What do local college students want these days? To take charge of their health, area health officials said.
The Health and Wellness Services Department at SUNY College of Technology at Alfred has created a Journey to Wellness program to help students and faculty maintain balance to live productive lives.
“The main reason why it was started is to provide those students that don’t have time or the desire to participate in individual therapy to utilize services in a more innovative way,” said Erica Alger, mental health counselor and adjunct instructor for Alfred State. “We originally created it because we were trying to come up with neat ways to get them interested in wellness and health.”
The program was incorporated in 2012 and started with a MindSpa—a relaxation room that includes aromatherapy, biofeedback training, guided meditation and massage chairs among other amenities.
“These students are involved in so many different things. Their day begins early in the morning and doesn’t end until the wee hours of the next morning,” Alger said. “So (we are) teaching them the importance of taking a break and how it can assist them in being more successful academically and teaching them ways to cope with stressors.”
Last year the department created the Oasis—a lounge that hosts weekly events and a place where the school’s counseling office is based. An oxygen bar was added to the department in 2015 to help students increase concentration and decrease stress during finals week.
Other services that were added due to the program’s success include a self-care station, acupuncture, evening counseling hours, fitness classes and massage therapy.
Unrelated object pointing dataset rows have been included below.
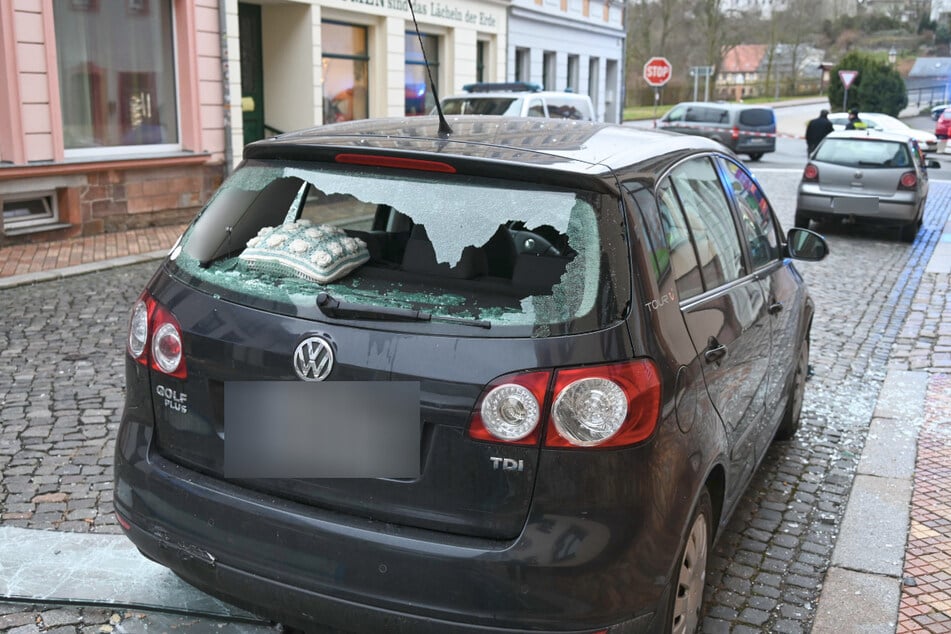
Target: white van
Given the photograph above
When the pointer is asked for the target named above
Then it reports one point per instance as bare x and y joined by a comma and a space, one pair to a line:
518, 99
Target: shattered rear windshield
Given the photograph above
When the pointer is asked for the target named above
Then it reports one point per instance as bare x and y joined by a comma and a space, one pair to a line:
412, 249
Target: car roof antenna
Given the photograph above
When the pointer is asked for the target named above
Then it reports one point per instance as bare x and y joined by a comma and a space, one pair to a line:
444, 129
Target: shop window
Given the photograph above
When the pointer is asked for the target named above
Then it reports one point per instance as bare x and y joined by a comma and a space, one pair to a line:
574, 73
523, 66
482, 52
346, 63
116, 73
30, 210
419, 99
550, 65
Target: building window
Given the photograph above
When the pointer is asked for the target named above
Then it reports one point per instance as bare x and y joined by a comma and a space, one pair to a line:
574, 73
594, 79
116, 75
550, 65
346, 64
29, 210
419, 99
523, 67
482, 51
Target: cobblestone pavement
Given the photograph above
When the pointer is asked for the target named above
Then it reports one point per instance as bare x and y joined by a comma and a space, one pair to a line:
61, 376
768, 568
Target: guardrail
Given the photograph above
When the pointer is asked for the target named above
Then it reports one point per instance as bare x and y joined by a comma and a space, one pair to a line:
932, 95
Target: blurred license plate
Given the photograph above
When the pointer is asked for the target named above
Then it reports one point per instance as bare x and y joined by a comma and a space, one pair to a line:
337, 429
849, 205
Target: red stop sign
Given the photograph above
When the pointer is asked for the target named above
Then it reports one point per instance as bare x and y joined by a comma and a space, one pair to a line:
657, 71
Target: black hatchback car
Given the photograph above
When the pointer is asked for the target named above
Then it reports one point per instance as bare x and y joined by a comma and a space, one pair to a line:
512, 377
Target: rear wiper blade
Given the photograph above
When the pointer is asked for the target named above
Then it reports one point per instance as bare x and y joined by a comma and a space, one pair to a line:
348, 310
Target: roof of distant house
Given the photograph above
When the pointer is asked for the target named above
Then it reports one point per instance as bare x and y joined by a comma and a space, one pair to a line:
931, 67
744, 58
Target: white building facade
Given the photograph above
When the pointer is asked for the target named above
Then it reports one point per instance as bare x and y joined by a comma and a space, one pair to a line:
575, 45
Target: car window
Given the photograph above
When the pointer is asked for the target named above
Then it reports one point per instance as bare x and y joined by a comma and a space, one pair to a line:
757, 117
680, 250
536, 108
713, 115
756, 217
478, 105
710, 219
868, 153
523, 258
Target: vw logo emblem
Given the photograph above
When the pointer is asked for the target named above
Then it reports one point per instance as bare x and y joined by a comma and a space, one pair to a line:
313, 359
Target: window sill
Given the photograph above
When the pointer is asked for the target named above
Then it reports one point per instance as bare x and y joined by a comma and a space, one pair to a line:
31, 229
84, 166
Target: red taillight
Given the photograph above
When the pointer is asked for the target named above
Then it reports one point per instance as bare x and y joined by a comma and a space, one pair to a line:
155, 338
594, 406
510, 409
604, 406
374, 160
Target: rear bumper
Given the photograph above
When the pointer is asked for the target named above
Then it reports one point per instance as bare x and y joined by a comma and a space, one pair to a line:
301, 566
755, 145
897, 210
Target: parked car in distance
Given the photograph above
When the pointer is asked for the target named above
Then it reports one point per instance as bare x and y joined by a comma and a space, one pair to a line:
395, 376
878, 121
942, 127
518, 99
867, 176
749, 130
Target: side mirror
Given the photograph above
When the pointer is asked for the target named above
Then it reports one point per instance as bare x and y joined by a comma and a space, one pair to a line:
803, 244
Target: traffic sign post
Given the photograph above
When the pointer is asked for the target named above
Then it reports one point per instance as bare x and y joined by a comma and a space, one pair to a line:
657, 72
847, 77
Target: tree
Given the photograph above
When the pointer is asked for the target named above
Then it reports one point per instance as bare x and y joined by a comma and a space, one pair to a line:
877, 88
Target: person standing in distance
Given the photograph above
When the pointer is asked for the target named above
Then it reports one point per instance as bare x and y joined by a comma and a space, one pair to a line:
817, 129
854, 122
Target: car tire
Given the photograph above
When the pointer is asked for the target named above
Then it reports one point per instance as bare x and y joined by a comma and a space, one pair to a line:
686, 595
789, 425
909, 232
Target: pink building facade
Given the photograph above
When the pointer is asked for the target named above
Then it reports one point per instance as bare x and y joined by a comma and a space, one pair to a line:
112, 114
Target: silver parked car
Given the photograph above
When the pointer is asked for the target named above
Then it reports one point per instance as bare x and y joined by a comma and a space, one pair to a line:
887, 123
868, 176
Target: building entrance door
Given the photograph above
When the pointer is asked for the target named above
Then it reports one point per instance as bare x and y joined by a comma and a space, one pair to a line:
252, 75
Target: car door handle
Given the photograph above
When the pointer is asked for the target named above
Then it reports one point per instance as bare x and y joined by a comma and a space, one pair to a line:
715, 351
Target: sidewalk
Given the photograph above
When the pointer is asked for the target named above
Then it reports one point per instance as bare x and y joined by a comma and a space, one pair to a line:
900, 499
29, 263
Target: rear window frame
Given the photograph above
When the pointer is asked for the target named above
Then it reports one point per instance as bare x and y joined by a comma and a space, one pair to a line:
602, 315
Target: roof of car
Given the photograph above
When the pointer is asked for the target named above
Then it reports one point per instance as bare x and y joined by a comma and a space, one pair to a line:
580, 146
879, 135
723, 104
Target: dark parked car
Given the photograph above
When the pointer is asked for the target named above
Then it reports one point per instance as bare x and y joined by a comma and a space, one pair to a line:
942, 126
869, 176
511, 377
745, 129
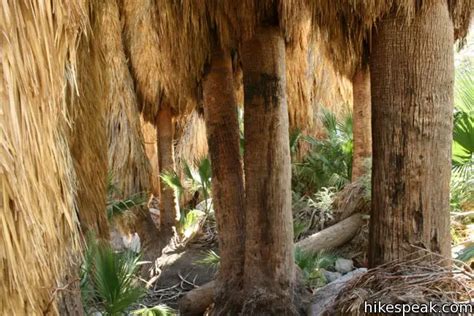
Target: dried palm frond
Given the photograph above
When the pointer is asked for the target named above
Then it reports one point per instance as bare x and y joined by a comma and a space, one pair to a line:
423, 278
38, 59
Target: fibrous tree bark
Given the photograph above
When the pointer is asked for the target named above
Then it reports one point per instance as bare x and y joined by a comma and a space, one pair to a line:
269, 270
220, 111
412, 97
168, 202
362, 131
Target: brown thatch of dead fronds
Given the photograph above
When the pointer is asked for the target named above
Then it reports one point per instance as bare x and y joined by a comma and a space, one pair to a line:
346, 25
427, 278
151, 151
38, 226
88, 128
192, 143
171, 63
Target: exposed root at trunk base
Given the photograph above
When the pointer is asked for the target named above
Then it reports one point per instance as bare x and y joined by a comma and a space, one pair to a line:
427, 278
262, 302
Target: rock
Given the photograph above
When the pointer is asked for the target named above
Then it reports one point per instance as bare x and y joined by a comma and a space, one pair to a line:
344, 265
331, 276
132, 242
205, 206
325, 297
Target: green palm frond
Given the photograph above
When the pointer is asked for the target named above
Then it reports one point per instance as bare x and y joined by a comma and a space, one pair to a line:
463, 129
109, 279
119, 207
467, 254
172, 180
159, 310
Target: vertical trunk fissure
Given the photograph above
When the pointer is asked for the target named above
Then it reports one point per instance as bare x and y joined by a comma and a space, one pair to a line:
168, 202
269, 269
220, 111
362, 131
412, 97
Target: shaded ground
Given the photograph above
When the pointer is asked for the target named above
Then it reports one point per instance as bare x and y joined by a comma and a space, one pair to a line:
179, 273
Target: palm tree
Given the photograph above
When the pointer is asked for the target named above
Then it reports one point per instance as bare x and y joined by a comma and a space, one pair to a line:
268, 222
220, 111
362, 121
412, 97
463, 130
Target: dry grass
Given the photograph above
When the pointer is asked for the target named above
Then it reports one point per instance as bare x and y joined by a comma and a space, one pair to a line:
38, 225
426, 278
88, 140
192, 143
126, 152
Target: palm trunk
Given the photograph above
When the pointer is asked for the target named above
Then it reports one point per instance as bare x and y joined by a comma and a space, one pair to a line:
269, 271
362, 131
220, 111
168, 203
412, 95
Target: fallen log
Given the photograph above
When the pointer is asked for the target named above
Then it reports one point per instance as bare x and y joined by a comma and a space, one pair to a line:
196, 302
333, 236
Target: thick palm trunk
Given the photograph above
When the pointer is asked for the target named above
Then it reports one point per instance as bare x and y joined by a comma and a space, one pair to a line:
220, 111
362, 131
168, 203
412, 96
269, 270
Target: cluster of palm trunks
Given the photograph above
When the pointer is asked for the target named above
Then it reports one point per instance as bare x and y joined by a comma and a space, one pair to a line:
399, 60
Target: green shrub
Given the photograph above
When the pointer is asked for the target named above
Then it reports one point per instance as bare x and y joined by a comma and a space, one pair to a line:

The program is funded by the students. It is modeled to fit psychologist Abraham Maslow’s Hierarchy of Needs and the tenets of mindfulness, officials said.
“This program has been successful because it makes health and wellness fun,” said Heather Fumia, a student who uses the program and is president of the college’s Health and Wellness Club. “Many people have a distorted perception about being healthy. They think that it is something unpleasant and requires a lot of work. The Oasis has many options for students that help them enjoy a healthy lifestyle.”
Students have responded in droves. In 2013-14 the department had 191 appointments; in the next school year, the appointments grew to 425. Since last October, students have made 498 appointments.
“I think the Oasis program will be long-lasting and successful because it has already done so well and it has only been around since the fall 2015 semester,” Fumia said. “I think as more students get involved and realize how important and fun it is to be healthy, the program will grow.
“Unfortunately, colleges aren’t known to be the healthiest places in the world, but programs like the Oasis can help change that,” she added.
Given the positive response, the Health and Wellness Services team is currently focused on collecting and retaining data. The severity and number of mental illness appointments at the college have increased—in 2014-15 the college provided services for 1,764 appointments.
The fact that new generations are taking their health seriously is exciting, Alger said.
It’s gratifying “just to be able to walk in and see the number of students that are excited about what we have to offer, and they’re very grateful,” she said. “They’re excited when they hear about it, and they’re excited every time they use it, so it’s pretty rewarding.”